The October 2022 term (OT2022) of the U.S. Supreme Court produced elements of a 3-3-3 division, with three reliable liberal justices, a Roberts-Kavanaugh-Barrett coalition and a slightly less cohesive conservative group of Gorsuch-Thomas-Alito.
Analysis here is based on the rates of agreement in judgment presented by EmpiricalSCOTUS. Their work is much appreciated.
Figure 1 shows the non-metric spatial scaling of the justices in two dimensions. The horizontal x-axis shows a clear left-right ordering of the justices based on their agreement in judgment.
Note that the left-right dimension reflects relative location, not an absolute measure of ideology. The three justices near zero are “in the middle” but that does not mean their positions are “moderate” in some objective sense. Further, the detailed content of opinions is not reflected by these agreement measures, which only tell us the voting coalitions, not the legal consequences of the rulings.
By this measure, Kagen, Sotomayor and Jackson are closely packed on the left of the Court. Roberts, Kavanaugh and Barett cluster in the middle, with Roberts slightly less conservative and Barrett slightly more conservative than Kavanaugh. On the right, Gorsuch is less to the right than Thomas, with Alito anchoring the right end of the Court.
The vertical, y-axis, dimension does not fit the notion of an “institutionalist” dimension that seemed to appear in 2021. Vertically, Jackson and Gorsuch are similar, as are Sotomayor and Alito, Kagan and Roberts, and Barrett and Thomas, with Kavanaugh in the middle of all. Without giving a label to this dimension, it is notable that the three most conservative justices are more spread out across this 2nd dimension than the three liberals or the three middle justices. In this we see a reflection of the lower agreement among Gorsuch, Thomas and Alito than among either of the other two clusters.

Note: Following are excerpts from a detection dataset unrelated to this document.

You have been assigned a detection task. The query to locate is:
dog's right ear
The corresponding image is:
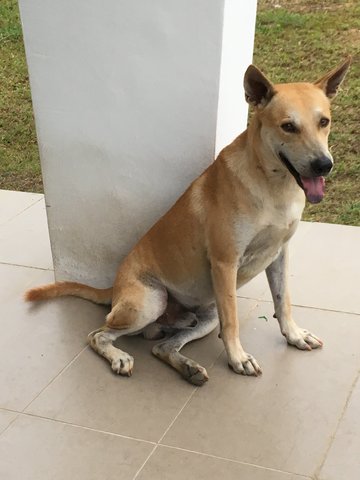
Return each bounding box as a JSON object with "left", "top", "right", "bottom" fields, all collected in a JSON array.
[{"left": 244, "top": 65, "right": 275, "bottom": 107}]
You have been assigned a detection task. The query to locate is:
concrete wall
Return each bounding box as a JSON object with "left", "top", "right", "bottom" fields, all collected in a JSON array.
[{"left": 19, "top": 0, "right": 256, "bottom": 286}]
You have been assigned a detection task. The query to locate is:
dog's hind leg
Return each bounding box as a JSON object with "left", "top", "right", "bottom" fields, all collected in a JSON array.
[
  {"left": 88, "top": 282, "right": 167, "bottom": 376},
  {"left": 152, "top": 306, "right": 218, "bottom": 385}
]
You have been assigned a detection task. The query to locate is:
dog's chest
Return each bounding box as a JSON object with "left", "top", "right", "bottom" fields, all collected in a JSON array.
[{"left": 237, "top": 213, "right": 299, "bottom": 287}]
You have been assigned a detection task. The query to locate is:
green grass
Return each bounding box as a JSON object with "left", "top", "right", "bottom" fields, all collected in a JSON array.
[
  {"left": 0, "top": 0, "right": 42, "bottom": 192},
  {"left": 254, "top": 0, "right": 360, "bottom": 225},
  {"left": 0, "top": 0, "right": 360, "bottom": 225}
]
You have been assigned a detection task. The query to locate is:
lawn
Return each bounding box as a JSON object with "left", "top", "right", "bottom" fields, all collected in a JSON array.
[{"left": 0, "top": 0, "right": 360, "bottom": 225}]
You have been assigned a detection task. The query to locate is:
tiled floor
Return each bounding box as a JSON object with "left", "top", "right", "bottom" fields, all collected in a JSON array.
[{"left": 0, "top": 191, "right": 360, "bottom": 480}]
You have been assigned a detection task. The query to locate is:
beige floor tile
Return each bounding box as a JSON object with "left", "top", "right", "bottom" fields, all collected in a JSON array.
[
  {"left": 0, "top": 266, "right": 108, "bottom": 410},
  {"left": 162, "top": 303, "right": 360, "bottom": 475},
  {"left": 0, "top": 408, "right": 17, "bottom": 435},
  {"left": 0, "top": 190, "right": 44, "bottom": 225},
  {"left": 0, "top": 263, "right": 54, "bottom": 303},
  {"left": 264, "top": 223, "right": 360, "bottom": 313},
  {"left": 320, "top": 379, "right": 360, "bottom": 480},
  {"left": 0, "top": 196, "right": 52, "bottom": 269},
  {"left": 27, "top": 300, "right": 256, "bottom": 441},
  {"left": 137, "top": 447, "right": 308, "bottom": 480},
  {"left": 0, "top": 416, "right": 153, "bottom": 480}
]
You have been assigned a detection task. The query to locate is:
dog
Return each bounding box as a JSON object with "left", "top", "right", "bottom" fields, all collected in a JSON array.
[{"left": 25, "top": 58, "right": 350, "bottom": 385}]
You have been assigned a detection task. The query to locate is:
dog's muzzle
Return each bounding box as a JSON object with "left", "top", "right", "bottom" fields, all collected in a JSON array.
[{"left": 279, "top": 152, "right": 333, "bottom": 203}]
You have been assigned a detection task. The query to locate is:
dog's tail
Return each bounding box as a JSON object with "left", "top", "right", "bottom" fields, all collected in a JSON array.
[{"left": 24, "top": 282, "right": 112, "bottom": 305}]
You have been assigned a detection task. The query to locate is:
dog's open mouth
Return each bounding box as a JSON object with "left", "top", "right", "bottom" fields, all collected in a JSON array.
[{"left": 279, "top": 152, "right": 325, "bottom": 203}]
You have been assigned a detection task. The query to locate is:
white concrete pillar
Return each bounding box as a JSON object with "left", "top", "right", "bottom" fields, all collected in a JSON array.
[{"left": 19, "top": 0, "right": 256, "bottom": 286}]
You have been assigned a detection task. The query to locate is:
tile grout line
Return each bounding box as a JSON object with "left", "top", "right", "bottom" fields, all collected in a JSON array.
[
  {"left": 20, "top": 345, "right": 89, "bottom": 413},
  {"left": 157, "top": 303, "right": 258, "bottom": 445},
  {"left": 132, "top": 444, "right": 158, "bottom": 480},
  {"left": 0, "top": 261, "right": 54, "bottom": 272},
  {"left": 0, "top": 193, "right": 45, "bottom": 225},
  {"left": 314, "top": 370, "right": 360, "bottom": 480},
  {"left": 19, "top": 412, "right": 157, "bottom": 446},
  {"left": 236, "top": 295, "right": 360, "bottom": 316},
  {"left": 160, "top": 444, "right": 311, "bottom": 479},
  {"left": 132, "top": 303, "right": 258, "bottom": 480}
]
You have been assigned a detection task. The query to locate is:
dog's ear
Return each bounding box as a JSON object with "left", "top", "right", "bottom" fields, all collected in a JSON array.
[
  {"left": 244, "top": 65, "right": 275, "bottom": 106},
  {"left": 315, "top": 57, "right": 351, "bottom": 98}
]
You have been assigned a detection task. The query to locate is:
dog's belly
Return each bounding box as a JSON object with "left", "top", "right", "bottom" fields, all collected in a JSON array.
[{"left": 166, "top": 221, "right": 298, "bottom": 308}]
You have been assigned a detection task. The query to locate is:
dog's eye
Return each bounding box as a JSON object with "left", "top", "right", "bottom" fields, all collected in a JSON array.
[
  {"left": 320, "top": 117, "right": 330, "bottom": 128},
  {"left": 281, "top": 122, "right": 298, "bottom": 133}
]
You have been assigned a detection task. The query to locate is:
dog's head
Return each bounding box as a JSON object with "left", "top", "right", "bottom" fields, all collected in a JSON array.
[{"left": 244, "top": 58, "right": 350, "bottom": 203}]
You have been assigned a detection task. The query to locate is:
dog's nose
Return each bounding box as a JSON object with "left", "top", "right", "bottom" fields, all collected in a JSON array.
[{"left": 310, "top": 155, "right": 333, "bottom": 176}]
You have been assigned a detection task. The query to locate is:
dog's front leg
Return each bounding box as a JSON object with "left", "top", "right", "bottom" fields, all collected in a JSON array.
[
  {"left": 266, "top": 244, "right": 322, "bottom": 350},
  {"left": 211, "top": 261, "right": 261, "bottom": 376}
]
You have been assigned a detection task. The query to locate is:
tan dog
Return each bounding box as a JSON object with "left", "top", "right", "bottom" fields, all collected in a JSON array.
[{"left": 26, "top": 59, "right": 350, "bottom": 385}]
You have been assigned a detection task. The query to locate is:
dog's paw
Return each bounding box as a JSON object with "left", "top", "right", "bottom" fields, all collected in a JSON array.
[
  {"left": 283, "top": 327, "right": 323, "bottom": 350},
  {"left": 111, "top": 352, "right": 134, "bottom": 377},
  {"left": 229, "top": 353, "right": 262, "bottom": 377}
]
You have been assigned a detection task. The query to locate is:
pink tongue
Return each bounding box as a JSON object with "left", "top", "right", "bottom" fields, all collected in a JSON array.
[{"left": 300, "top": 177, "right": 325, "bottom": 203}]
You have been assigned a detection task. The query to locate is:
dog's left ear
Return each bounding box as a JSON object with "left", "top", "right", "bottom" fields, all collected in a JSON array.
[
  {"left": 244, "top": 65, "right": 275, "bottom": 106},
  {"left": 315, "top": 57, "right": 351, "bottom": 98}
]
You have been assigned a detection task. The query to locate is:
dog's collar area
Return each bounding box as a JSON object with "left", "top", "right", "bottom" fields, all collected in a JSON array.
[{"left": 279, "top": 152, "right": 305, "bottom": 190}]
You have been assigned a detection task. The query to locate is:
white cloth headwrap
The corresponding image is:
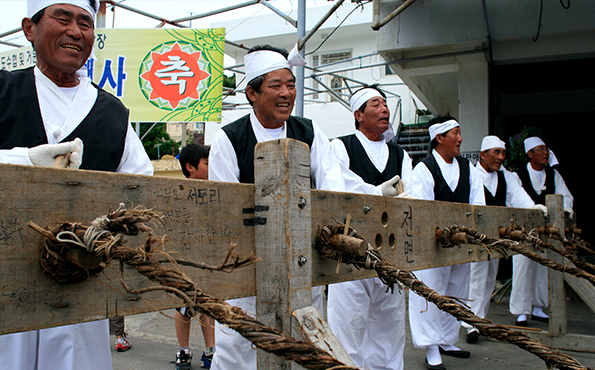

Figure 2 shows the agreement among justice as a heat map. The ordering here (which combines both dimensions) is slightly different than the left-right order in Figure 1, though the groupings are the same. Light shades indicate stronger agreement and dark shades indicate greater disagreement between each pair of justices.
The branches in the left and top margins show which clusters form in order of internal similarity and external difference. The first branch is clearly the 3 liberals vs the 6 conservatives. Next is the distinction between the 3 middle justices and the 3 most conservative ones. There are then finer, and more modest, distinctions within each of the 3 clusters, splitting Kagan, Barrett and Thomas slightly away from the other two justices in their clusters.
The grouping in OT2022 clearly argues for two primary clusters (the 3-6 Court) and for three secondary clusters (the 3-3-3 Court).
The similarly light shading of the Kagan-Sotomayor-Jackson group and the Barrett-Kavanaugh-Roberts group shows these two clusters were similar in high inter-agreement within the group. The three most conservative justices cluster in a somewhat less cohesive group, compared to the other two groupings. This reflects their relative disagreement on the 2nd dimention in Figure 1.
The table of agreement in judgement measure is shown in Table 1, with the three clusters highlighted.
Agreement among the three liberal justices range from 89%-95%, and among the three center justices also ranges from 89%-95%. In the cluster of the most conservative justices agreement is a bit lower, from 76%-87%. This less cohesive group is reflected in the spread in the 2nd dimension in Figure 1.
The liberal cluster has remained well defined with the addition of Jackson replacing Breyer in OT2022. In OT2021, Roberts and Kavanaugh agreed 100% of the time, defining the middle but not closely joined by Barrett who was more often aligned with the right cluster in both OT2020 and OT2021.